Uber Has No Black, Hispanic Leaders In Tech, Per Its First-Ever Diversity Report

Uber acknowledges that it lacks diversity in U.S. tech leadership positions:

Our leadership is more homogenous than the rest of our employees. For example, no Black or Hispanic employees hold leadership positions in tech. This clearly has to change—a diversity of backgrounds and experience is important at every level. This is especially important in leadership, because leaders have a disproportionate influence on the culture of teams. And research shows that leaders from diverse backgrounds are more likely to hire diverse teams themselves.

In terms of race, here’s how Uber compares to others, according to Telecrunch:

Facebook (2 percent black, 4 percent Latinx, 3 percent two or more races), Apple (9 percent black, 12 percent Latinx, 2 percent multiracial), Airbnb (2.9 percent black, 6.5 percent Latinx) and Pinterest (2 percent black, 4 percent Latinx, 4 percent two or more races).

Gender

Globally, Uber is 36.1 percent female and 63.9 percent male.
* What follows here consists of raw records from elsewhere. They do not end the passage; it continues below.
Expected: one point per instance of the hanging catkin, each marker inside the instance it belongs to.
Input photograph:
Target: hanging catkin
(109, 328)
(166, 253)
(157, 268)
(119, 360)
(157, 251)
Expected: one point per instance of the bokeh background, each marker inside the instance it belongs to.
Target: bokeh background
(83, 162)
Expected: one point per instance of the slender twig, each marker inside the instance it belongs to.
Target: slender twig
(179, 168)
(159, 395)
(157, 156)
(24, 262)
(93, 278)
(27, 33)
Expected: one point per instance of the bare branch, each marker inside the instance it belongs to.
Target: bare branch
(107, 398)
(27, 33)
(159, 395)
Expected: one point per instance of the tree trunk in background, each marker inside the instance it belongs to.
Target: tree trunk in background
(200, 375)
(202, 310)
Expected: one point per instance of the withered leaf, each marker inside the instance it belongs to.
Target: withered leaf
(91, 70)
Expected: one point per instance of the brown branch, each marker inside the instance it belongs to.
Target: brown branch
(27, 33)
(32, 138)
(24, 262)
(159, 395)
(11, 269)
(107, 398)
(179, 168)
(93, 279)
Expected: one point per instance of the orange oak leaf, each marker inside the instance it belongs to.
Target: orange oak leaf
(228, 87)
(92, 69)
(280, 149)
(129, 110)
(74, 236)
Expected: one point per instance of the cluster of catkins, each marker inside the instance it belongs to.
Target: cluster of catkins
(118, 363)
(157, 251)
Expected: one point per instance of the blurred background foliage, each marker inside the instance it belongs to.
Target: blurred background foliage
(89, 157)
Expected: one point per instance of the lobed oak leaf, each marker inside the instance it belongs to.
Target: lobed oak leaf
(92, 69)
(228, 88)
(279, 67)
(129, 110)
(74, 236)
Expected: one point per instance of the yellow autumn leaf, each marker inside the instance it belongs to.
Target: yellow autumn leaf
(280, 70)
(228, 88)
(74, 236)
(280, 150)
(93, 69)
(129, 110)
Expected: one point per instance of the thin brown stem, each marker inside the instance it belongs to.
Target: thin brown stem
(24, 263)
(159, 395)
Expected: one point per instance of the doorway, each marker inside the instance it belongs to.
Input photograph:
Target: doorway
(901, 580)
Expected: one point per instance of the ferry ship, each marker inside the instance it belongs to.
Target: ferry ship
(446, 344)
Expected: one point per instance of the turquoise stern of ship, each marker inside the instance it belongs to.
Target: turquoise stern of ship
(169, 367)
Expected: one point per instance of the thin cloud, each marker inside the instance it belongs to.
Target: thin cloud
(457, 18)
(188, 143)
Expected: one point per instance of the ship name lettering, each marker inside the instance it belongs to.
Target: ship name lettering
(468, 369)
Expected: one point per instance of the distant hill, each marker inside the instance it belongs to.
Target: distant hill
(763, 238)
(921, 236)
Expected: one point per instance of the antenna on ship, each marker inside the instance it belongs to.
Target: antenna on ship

In tech roles, women make up just 15.4 percent of the workforce globally. In global tech leadership roles, women have 11.3 percent of the jobs.

Uber’s overall female representation is not great, Telecrunch reported, but it’s not as bad as female representation at Facebook (32 percent female) and Apple (32 percent female), for example. It’s also not as good as female representation at Airbnb, which is 43 percent female, and Pinterest, which is 44 percent female.

There is positive news in the Uber report, Recode reported. In the last year, Uber doubled its workforce, and 41 percent of new hires were women. The company also says 15 percent of its employees have work visas and have immigrated from 71 different countries.